I think it’s safe to say with some conviction that in the year of 2012 the concept of survival prepping is NOT an alien one to most Americans. When National Geographic decides there is a viable market for a prepper TV show (no matter how misrepresentative of true preppers it may be), when Walmart starts stocking shelves with long term emergency food storage kits, when survivalism in general becomes one of the few growing business markets in the midst of an otherwise disintegrating economy; you know that the methodology has gone “mainstream”. There is a noticeable and expanding concern amongst Americans that we are, indeed, on the verge of something new and unfortunate.
Is it the big bad hoodoo of the soon to expire Mayan Calendar? For a few, maybe, but for the majority of us, no. That jazz is a carnival sideshow designed to make the prepping culture appear ridiculous. We don’t need to believe in magical prophecies to know that there is a catastrophic road ahead; all we have to do is look at the stark realities of our current circumstances. It does not take much awareness anymore to notice looming fiscal volatility, social unrest, the potential for unrestrained war, and the totalitarian boldness of our government. I’ll take the wrath of Quetzalcoatl any day over the manure storm that is approaching us currently.
With some estimating a count of 3 million prepper families and growing in the U.S., the motto of “beans, bullets, and band-aids” is finding a home amongst legions. However, being closely involved in the survivalist movement during the past six years and speaking with literally thousands of preppers, it has become clear to me that we still have a long journey ahead of us before we can claim true efficiency and mastery.
Sadly, having a stockpile of food, weapons, and some slick tactical gear is not enough to ensure a high likelihood of survival, at least not in any of the social collapses that have occurred in the past century around the world. It’s a start, but only just…

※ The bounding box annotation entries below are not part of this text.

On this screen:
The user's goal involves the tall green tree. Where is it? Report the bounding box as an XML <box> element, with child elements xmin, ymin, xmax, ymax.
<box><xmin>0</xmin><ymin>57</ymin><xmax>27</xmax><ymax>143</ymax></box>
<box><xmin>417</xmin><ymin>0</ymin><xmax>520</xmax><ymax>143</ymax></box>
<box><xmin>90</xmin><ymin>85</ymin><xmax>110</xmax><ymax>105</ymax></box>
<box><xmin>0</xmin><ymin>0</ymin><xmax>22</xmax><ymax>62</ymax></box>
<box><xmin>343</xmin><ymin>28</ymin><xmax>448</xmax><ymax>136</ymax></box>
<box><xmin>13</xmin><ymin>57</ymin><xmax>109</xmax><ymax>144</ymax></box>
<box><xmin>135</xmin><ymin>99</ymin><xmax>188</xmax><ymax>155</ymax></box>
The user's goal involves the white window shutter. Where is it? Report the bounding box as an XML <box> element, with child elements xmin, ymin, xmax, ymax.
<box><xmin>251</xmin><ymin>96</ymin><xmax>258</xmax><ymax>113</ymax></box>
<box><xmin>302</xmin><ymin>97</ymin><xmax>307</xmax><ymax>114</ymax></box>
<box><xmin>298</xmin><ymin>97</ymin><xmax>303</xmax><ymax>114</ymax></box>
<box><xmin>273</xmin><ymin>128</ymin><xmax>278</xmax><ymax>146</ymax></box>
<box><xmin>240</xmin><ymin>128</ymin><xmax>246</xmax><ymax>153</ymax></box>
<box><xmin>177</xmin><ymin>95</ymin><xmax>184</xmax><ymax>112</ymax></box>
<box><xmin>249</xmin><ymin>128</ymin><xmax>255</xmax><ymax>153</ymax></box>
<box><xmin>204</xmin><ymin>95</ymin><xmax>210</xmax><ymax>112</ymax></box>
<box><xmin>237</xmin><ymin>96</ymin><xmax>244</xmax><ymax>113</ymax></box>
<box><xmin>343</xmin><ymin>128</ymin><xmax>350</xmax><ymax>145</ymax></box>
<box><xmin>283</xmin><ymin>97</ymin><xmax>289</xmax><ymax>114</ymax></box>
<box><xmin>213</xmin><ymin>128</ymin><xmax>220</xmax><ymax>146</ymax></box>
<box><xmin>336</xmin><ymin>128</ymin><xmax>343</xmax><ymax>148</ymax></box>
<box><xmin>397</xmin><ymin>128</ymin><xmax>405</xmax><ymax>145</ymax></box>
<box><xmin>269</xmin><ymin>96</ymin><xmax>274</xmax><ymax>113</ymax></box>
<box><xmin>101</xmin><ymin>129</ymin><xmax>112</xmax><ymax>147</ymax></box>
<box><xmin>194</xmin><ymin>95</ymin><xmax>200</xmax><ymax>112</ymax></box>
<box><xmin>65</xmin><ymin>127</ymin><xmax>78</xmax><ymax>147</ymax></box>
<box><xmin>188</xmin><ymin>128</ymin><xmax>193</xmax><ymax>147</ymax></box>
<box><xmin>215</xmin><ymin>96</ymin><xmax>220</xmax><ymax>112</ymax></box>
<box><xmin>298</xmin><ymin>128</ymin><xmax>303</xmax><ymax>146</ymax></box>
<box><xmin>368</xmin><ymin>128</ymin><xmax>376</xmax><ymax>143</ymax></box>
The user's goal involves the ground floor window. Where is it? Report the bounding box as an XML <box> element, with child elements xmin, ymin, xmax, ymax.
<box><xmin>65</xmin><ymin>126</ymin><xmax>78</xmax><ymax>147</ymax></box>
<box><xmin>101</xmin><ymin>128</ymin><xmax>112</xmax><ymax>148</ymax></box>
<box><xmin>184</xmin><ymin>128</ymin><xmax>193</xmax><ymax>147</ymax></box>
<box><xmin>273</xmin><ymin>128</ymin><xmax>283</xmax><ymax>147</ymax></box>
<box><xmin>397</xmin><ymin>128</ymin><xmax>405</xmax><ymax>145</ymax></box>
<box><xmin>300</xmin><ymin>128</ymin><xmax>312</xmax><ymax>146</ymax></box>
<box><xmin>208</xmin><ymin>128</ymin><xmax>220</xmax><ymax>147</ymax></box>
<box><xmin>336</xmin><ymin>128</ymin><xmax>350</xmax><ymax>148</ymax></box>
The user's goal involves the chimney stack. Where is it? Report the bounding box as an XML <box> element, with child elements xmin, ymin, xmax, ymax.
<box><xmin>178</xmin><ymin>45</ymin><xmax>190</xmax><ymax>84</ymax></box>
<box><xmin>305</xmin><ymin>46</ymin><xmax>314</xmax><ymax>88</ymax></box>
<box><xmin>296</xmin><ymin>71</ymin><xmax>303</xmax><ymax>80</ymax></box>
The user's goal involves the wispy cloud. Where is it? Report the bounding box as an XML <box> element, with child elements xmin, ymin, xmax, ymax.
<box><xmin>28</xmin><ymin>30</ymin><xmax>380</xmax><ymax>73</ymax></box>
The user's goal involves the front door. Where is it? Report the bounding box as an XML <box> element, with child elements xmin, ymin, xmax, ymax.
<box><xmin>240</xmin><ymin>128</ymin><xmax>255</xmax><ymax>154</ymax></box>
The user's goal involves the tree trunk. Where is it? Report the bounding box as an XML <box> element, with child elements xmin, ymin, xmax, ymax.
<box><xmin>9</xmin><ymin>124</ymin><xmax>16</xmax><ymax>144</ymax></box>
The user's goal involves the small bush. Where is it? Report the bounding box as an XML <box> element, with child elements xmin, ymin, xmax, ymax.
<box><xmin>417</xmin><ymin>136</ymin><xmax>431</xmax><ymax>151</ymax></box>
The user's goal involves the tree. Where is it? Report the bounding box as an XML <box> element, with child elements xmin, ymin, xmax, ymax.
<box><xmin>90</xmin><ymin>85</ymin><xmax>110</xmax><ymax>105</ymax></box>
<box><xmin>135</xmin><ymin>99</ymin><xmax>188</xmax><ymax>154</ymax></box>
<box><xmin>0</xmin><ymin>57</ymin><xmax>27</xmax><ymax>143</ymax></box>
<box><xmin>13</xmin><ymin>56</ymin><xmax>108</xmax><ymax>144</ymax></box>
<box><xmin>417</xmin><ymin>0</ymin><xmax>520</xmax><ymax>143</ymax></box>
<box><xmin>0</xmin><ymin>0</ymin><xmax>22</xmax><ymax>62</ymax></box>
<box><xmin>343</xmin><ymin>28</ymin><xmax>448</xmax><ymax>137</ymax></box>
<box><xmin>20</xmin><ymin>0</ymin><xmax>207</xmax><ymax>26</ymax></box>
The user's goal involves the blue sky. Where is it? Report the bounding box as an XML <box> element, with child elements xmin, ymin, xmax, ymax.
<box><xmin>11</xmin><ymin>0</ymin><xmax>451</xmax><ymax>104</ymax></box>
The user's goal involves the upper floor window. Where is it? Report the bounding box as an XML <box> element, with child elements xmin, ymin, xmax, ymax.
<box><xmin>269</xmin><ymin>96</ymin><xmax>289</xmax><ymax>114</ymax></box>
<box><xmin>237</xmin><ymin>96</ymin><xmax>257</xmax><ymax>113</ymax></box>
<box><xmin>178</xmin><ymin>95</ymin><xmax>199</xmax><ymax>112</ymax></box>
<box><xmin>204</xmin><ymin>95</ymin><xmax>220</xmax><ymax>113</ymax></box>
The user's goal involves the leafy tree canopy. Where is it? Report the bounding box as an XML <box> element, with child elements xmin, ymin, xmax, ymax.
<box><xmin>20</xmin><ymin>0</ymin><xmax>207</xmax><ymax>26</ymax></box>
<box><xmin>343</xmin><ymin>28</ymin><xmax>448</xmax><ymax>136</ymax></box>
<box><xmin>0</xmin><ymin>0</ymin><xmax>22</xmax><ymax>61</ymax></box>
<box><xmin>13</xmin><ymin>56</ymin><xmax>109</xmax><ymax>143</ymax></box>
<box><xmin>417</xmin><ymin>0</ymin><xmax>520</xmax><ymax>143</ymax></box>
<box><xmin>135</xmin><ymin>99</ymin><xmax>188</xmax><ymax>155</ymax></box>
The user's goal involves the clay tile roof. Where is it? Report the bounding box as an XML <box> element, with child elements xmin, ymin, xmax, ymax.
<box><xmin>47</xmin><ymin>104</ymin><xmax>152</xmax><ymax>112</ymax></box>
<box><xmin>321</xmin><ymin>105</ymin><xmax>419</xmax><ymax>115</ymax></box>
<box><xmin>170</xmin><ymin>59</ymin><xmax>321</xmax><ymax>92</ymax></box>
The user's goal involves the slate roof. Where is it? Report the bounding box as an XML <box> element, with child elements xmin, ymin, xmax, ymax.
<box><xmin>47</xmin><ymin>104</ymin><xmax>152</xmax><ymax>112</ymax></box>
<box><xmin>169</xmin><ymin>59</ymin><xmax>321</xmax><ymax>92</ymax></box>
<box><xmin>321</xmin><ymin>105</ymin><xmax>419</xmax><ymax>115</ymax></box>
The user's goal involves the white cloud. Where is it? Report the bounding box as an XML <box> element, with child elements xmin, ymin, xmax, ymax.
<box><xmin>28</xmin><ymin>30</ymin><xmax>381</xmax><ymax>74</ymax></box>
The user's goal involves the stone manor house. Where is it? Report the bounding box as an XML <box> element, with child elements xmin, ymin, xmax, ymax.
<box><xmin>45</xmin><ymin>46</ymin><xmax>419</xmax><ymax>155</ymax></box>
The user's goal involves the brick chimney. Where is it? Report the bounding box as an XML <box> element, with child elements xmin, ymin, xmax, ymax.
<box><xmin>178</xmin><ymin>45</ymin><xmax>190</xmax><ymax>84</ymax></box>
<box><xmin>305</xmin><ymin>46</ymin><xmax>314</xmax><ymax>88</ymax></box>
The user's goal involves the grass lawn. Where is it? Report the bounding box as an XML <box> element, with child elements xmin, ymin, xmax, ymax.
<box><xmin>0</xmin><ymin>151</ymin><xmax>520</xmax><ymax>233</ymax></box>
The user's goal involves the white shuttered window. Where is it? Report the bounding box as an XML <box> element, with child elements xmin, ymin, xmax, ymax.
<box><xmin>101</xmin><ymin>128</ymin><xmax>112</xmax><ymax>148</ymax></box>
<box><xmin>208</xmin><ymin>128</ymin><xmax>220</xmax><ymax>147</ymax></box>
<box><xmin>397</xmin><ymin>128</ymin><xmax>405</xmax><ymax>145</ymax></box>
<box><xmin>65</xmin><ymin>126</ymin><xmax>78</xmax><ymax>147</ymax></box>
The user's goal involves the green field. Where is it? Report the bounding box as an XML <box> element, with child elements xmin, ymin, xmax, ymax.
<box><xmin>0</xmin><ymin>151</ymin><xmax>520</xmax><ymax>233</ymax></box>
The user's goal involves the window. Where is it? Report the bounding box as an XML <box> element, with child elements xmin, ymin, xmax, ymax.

There are a number of detrimental weakness to the survivalist movement and considerable holes in prepper knowledge that must be addressed now while we have the time and relative safety to do so. The greatest threat to the common survivalist is not economic collapse, roving bandits, Blackwater mercenaries, or predator drones; those dangers are a piece of cake compared to the threat of an overblown ego, which will get a man killed faster than the most sophisticated smart bomb. If we cannot accept that there is always more to learn, and room to improve, we have been defeated before we have begun.